A potência das favelas como seu elemento de sustentabilidade na cidade
Jailson de Souza e Silva*
Apenas em janeiro de 2018, a polícia do Rio de Janeiro matou 66 moradores e moradoras de favelas. Esse é o dado mais evidente da paisagem carioca no presente. Vivemos essa situação porque os espaços periféricos do Rio de Janeiro - em particular as favelas - foram representados durante a maior parte da história a partir de uma perspectiva distorcida, construída por representantes dos grupos dominantes da cidade presentes na grande mídia, nos órgãos estatais, nas universidades e espaços similares. Eram eles - homens, adultos, brancos, ricos ou de classe média em geral - que estabeleciam uma forma determinada de se definir e de se olhar para as favelas.
Esses olhares foram se diferenciando durante o século 20, indo de uma visão higienista para uma visão idealizada – “o bom favelado”. De uma visão dos moradores como reféns da violência para uma percepção de que seriam potenciais criminosos, comprometidos com as facções de traficantes de drogas. Essa representação passou a se tornar dominante, especialmente a partir da década de 1980.
Enquanto isso, os moradores e moradoras dos espaços periféricos iam afirmando seu direito à cidade, lutando para garantir seu (legítimo) direito a serviços, e afirmando sua forma de viver o espaço urbano - especialmente a partir da construção de manifestações culturais plurais que se disseminam pela urbe e pelo país.
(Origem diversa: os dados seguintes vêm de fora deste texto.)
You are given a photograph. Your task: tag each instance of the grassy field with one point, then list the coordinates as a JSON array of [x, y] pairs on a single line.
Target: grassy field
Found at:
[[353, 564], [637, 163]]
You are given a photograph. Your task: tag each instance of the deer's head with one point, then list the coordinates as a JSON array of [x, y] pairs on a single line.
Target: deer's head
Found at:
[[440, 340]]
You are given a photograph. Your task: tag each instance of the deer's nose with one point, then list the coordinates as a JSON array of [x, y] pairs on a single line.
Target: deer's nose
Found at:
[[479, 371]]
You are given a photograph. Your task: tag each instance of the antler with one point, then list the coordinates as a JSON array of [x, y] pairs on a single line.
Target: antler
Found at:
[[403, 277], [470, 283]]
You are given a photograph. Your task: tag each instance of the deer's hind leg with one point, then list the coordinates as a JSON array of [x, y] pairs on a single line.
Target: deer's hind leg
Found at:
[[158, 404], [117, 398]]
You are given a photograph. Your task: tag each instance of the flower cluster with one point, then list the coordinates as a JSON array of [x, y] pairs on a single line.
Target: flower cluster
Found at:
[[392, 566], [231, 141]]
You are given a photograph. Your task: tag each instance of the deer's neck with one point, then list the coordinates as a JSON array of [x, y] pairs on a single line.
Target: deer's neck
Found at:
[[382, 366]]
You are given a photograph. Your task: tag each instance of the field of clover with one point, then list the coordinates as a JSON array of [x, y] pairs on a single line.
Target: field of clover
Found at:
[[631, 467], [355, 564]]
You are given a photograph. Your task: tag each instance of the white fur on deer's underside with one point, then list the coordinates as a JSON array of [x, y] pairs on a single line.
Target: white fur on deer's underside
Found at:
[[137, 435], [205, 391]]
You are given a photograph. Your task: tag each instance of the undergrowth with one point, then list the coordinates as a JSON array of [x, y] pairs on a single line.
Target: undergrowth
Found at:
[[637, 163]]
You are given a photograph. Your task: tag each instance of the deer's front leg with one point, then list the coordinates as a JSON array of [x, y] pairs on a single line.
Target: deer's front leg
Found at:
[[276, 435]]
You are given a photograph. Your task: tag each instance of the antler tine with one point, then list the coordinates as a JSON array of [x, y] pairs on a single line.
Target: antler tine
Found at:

A música e a dança, especialmente o Funk, o Samba, o Hip Hop e outras manifestações de potência tornaram-se cada vez mais abrangentes e envolventes, forjando um estilo de ser jovem das favelas e periferias.
Acima de tudo, as favelas, particularmente, passaram a contar com novas organizações sociais na educação, nas artes, na pesquisa - gerando novos sujeitos, capazes de interpretar a realidade desses territórios a partir de novos paradigmas, novas formas de compreensão das dinâmicas, das práticas e das representações de mundo produzidas pelos atores locais. Se constitui, então, o que a Carta da Maré – Manifesto das Periferias - proclama como o paradigma da potência das periferias.
Nessa formulação inovadora, cunhada pelo Observatório de Favelas desde o início dos anos 2000, os territórios populares são vistos a partir das imensas contribuições que dão para a vida urbana.
De fato, nesses territórios - construídos a partir da iniciativa dos trabalhadores urbanos desprovidos de suporte do Estado ou do Mercado para garantir o seu direito constitucional à habitação e outros básicos - foram construídas formas inovadoras de sociabilidade; instituições e mecanismos comunitários dedicados à conquista de políticas públicas; formas solidárias de cuidado e acompanhamento das demandas de crianças e idosos; assim como mecanismos criativos de regulação do espaço público.
Sabemos que o Estado, por inação, não tem capacidade de exercer sua autoridade de forma efetiva nos territórios favelados. Ali, grupos criminosos controlam espaços públicos e se legitimam a partir da oferta de uma determinada proteção ao patrimônio e contra violações, como o estupro nos espaços públicos. Por outro lado, mais do que apenas assistir passivos o poder das facções, moradores fazem proposições, encaminham iniciativas que materializam mecanismos de proteção de necessidades básicas que vão além da lógica da violência e terror - hegemônicas nas representações dos setores dominantes da cidade.
A sustentabilidade das favelas e outros territórios periféricos cariocas não decorre, portanto, de um mecanismo externo, tendo como referência órgãos estatais ou o Mercado. Ela é fruto de um processo histórico de afirmação objetiva e prática dos seus moradores de seus direitos de viver no espaço urbano, de buscar garantir o acesso a serviços e equipamentos públicos dignos e de inventar suas vidas a partir de seus próprios valores.
Apesar de tudo isso, dignidade humana, solidariedade, inventividade, participação, proteção e percepção do comum estão presentes no cotidiano dos moradores e moradoras das favelas em diversas formas. São esses elementos que lhes permitem viver sob a ausência do Estado como garantidor de direitos e como algoz no campo da segurança pública. São esses elementos que valorizam as possibilidades de construção de uma experiência democrática e cidadã que seja de baixo para cima, não imposta pelas forças dominantes da cidade. São eles que, acima de tudo, em meio à barbárie produzida por uma lógica insana de “Guerra às Drogas”, geram as possibilidades de afirmação da condição humana de milhões e milhões de cidadãos de São Sebastião do Rio de Janeiro.
* Jailson de Souza Silva é professor da Universidade Federal Fluminense, escritor, fundador do Observatório de Favelas e diretor do Instituto Maria e João Aleixo.